The committee gave unanimous approval to Senate Bill 235, which would prohibit businesses from printing the full credit card account number on customers' receipts. The bill now goes to the full Senate for consideration.
"Stealing a credit card number is the easiest way for crooks to turn someone's financial world upside down through identify fraud," Fraser, R-Horseshoe Bay, said. "Finding a credit card receipt that someone left behind at a restaurant, an ATM or at the gas pump is a pretty easy target for thieves."
Fraser said as recently as 2001, more than 600,000 annually were the victims of identity fraud, accounting for nearly 42 percent of all consumer fraud complaints nationally, according to the Federal Trade Commission.
Under the bill, a printed receipt could not contain the credit card's expiration date or more than four digits of the account number. New cash registers or other machines installed after August 31, 2003 must be in compliance by August 31, 2004; existing machines must be in compliance before December 31, 2005.

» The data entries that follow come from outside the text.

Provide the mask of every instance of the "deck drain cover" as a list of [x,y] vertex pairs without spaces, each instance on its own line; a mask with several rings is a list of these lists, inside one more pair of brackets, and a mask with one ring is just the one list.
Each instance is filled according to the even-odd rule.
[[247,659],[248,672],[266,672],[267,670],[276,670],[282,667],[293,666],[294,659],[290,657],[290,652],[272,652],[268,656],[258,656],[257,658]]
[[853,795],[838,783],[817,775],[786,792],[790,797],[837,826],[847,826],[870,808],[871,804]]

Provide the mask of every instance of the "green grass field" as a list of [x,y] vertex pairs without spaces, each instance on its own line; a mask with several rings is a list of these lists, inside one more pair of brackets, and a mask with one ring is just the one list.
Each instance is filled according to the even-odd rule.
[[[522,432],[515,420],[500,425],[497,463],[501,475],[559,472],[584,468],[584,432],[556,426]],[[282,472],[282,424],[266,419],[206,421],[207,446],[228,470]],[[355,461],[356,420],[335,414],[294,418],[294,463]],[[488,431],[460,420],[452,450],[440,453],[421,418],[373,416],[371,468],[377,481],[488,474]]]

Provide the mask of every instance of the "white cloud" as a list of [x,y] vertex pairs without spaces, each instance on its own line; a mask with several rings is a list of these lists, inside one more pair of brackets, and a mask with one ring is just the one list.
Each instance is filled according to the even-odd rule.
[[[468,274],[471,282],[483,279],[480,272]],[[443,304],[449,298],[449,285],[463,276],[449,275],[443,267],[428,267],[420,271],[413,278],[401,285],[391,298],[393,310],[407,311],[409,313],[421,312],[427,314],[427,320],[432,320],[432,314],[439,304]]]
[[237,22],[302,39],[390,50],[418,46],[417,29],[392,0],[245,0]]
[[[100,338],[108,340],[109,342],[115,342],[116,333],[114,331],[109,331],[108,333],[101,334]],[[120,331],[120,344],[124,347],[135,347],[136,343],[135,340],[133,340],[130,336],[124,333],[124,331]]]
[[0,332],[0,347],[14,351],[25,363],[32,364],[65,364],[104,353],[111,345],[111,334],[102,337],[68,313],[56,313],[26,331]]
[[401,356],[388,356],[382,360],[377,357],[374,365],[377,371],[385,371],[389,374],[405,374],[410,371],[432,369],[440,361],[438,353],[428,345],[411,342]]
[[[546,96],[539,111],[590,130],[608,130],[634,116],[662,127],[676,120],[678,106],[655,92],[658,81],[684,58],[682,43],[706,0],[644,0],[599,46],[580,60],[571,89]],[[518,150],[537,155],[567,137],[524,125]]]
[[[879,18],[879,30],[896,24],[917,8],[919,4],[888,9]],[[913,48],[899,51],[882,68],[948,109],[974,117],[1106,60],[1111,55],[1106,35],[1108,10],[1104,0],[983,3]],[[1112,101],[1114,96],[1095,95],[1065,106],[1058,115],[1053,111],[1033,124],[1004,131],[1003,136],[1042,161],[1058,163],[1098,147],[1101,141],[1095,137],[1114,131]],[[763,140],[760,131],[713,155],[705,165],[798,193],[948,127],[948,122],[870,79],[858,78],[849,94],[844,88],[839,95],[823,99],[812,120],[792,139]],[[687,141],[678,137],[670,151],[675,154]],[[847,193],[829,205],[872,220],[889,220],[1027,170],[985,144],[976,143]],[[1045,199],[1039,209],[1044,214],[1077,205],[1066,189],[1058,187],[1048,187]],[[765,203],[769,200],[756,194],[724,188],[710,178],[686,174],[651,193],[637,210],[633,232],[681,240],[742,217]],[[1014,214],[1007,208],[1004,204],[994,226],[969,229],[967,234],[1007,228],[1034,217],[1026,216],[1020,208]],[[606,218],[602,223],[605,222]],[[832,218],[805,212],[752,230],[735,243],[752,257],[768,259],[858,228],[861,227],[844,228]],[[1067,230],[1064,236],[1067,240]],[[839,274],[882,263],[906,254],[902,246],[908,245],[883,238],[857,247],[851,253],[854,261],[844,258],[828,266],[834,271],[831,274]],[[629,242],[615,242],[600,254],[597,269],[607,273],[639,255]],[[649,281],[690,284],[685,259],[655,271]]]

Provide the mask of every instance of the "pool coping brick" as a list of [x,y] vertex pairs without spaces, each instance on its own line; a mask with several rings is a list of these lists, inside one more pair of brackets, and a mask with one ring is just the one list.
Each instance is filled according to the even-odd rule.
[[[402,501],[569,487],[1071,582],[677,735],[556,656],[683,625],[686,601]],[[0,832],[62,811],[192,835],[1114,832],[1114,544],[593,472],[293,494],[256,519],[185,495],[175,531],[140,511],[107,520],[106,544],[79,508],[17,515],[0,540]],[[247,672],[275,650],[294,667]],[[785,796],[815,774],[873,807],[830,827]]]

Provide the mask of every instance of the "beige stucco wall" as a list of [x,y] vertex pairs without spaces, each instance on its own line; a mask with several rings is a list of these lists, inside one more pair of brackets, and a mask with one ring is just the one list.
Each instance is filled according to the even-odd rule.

"We want to give businesses, especially small businesses, enough time to budget for the conversion without it becoming a financial difficulty for them," Fraser said. "But if they don't comply once the deadline arrives, they could be fined up to $500 a month."
If approved by the Legislature, Texas would join a growing number of states to address the problem of identity fraud through stolen credit card account numbers. At least eight other states have passed similar measures. In addition, beginning in 2007, VISA will no longer allow access to their network if the cash register or credit card machine does not truncate the card number on the receipt.